Vocal is one small CLI that does speech-to-text, text-to-speech, and voice cloning on your own machine. No API keys, no uploads, no Python or Node runtime to babysit. A single binary, Qwen3 models, GGML under the hood, and GPU acceleration on whatever silicon you’ve got.
Why it exists
Every voice tool I tried either (a) wanted an API key and my audio on someone else’s server, or (b) was a research demo that needed three Python environments and a reboot to turn into anything useful. Vocal is the middle — a grown-up version of the demo, without the cloud and without the tooling tax.

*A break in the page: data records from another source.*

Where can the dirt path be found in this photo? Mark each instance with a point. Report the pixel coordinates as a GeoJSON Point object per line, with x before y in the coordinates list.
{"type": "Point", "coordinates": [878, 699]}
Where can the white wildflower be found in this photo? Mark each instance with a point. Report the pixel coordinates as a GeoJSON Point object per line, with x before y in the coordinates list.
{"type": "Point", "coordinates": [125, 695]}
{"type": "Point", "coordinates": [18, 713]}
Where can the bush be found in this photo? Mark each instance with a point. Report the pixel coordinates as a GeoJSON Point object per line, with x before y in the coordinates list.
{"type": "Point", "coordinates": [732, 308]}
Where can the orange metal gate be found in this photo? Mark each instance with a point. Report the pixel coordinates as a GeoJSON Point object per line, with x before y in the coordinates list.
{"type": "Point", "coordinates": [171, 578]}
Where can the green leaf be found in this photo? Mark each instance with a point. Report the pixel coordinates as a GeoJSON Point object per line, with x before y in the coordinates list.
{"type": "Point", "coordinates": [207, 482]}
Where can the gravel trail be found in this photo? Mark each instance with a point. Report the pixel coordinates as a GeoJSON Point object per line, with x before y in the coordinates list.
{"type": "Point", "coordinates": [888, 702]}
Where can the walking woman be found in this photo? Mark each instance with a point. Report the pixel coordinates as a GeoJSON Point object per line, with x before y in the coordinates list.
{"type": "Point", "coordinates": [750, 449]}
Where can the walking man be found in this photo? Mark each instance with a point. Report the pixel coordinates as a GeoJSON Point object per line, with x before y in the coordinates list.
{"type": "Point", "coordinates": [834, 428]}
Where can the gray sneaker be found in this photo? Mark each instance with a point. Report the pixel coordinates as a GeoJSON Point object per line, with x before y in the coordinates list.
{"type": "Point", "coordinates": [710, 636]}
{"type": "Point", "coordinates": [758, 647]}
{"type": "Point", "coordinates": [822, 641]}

I built it because I kept writing the same glue code and was tired of pretending that wasn’t the real project.
What’s in the box
- ASR — transcription in 30+ languages via Qwen3-ASR, GPU-accelerated, streaming-friendly.
- TTS — high-quality synthesis with preset voices, plus style/emotion control via Qwen3-TTS CustomVoice.
- Voice cloning — record a reference clip, save a profile, synthesize in that voice locally.
- HTTP server — load the models once, serve many requests; ASR and TTS run on separate backends so they don’t fight.
- One binary, one install —
brew install vocaland you’re done.
How it’s built
- C17 / C++17, CMake, no interpreters at runtime.
- GGML for tensor inference — same engine family as llama.cpp / whisper.cpp.
- Metal on Apple Silicon, CUDA on Linux/Windows, Accelerate / OpenBLAS as CPU fallback.
- Qwen3-ASR and Qwen3-TTS (0.6B and 1.7B), with F16 / Q8_0 / Q4_K quantization for smaller footprints.
On an Apple Silicon laptop, three seconds of audio transcribes in roughly 200 ms end-to-end.
Design principles
- Local by default. Nothing leaves your machine unless you explicitly ask it to.
- Boring defaults. The first command you’d try should be the right one.
- Single binary, deep CLI. A handful of verbs at the top; everything configurable underneath.
- Fail loud, fail readable. Bad audio, wrong paths, missing models — told in one sentence, not a stack trace.